Water-soluble plastic to help prevent pollution – expert

A bag that dissolves in water could soon replace plastics that are causing massive pollution.

Solubag Africa, a world-leading environmental solutions expert, is using a new technology to produce bags that dissolve when they come into contact with water. They don't leave behind any toxic or polluting residues.

Solubag is a group of global companies formed by eco-conscious Chilean scientists, entrepreneurs and managers.

Solubag Africa co-founder George Jomo said, "One of the main ingredients of these products is maize cob. This means we will be getting raw material from nature to save nature."

The other ingredient is polyvinyl alcohol, he said.

Jomo said Kenya is set to become the hub of the new product in Africathat has been adopted in countries such as the US, Canada, Spain, Italy, Czech Republic, Greece, Turkey and Germany.

He said Chilean scientist Roberto Astete invented the Solubag and has been “kind and gracious enough” to allow them to showcase the products in the country.

Jomo said the new technology is being used to make personal protective equipment such as masks, planters and carrier bags.

He said they sustain three or four big clients like Carrefour and Safaricom because their orders are huge.

The new product was on February 27 used to plant 193 indigenous trees, representing all the UN member states.

The trees were planted in a portion of City Park forest named UNEP corner.

Environment CS Keriako Tobiko led the tree-planting drive.

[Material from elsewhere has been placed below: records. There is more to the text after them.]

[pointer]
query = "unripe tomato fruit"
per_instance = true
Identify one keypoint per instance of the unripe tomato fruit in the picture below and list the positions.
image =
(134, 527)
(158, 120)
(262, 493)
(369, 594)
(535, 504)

Environment PS Chris Kiptoo and Kenya Forest Service chief conservator Julius Kamau were present.

Water-soluble plastic to help prevent pollution – expert

Astete said his products feel like plastic but are not plastic.

“This is a 100 per cent environment-friendly material,” he said.

Astete said non-plastic or carrier bags dissolve when placed in hot water of at least 85°C.

Solubag dissolves within five minutes, he said.

Astete said if the bag is thrown into the trash and mixed with other waste, it does not harm the environment.

This is because it decomposes within 180 days and only natural substances remain, he said.

Astete said they recommend dissolving the non-plastic carrier bag separately in a container, as it contains cotton thread that can cause problems in the washing machine or the dishwasher.

"Do not flush the non-toxic bag or carrier bag into the toilet, wash basin or other sinks where the water does not reach 85°C. In this case, the bag will not dissolve immediately, but the slow degradation process will begin and the pipes will get clogged."

He said if one accidentally drinks the solution containing a dissolved non-toxic bag, he or she will not be harmed as only carbon and a small number of harmless substances remain in the water.

The new technology comes as the world races against time to seek solutions to plastic pollution.

The fifth session of the UN Environment Assembly concluded March 2, with UN member states adopting 14 resolutions to strengthen actions for nature to achieve Sustainable Development Goals.

The resolution that received a lot of attention was the one on plastic pollution that has grown into an epidemic.

After vigorous negotiations, the assembly unanimously agreed to develop a legally binding treaty, a move Kenya backed.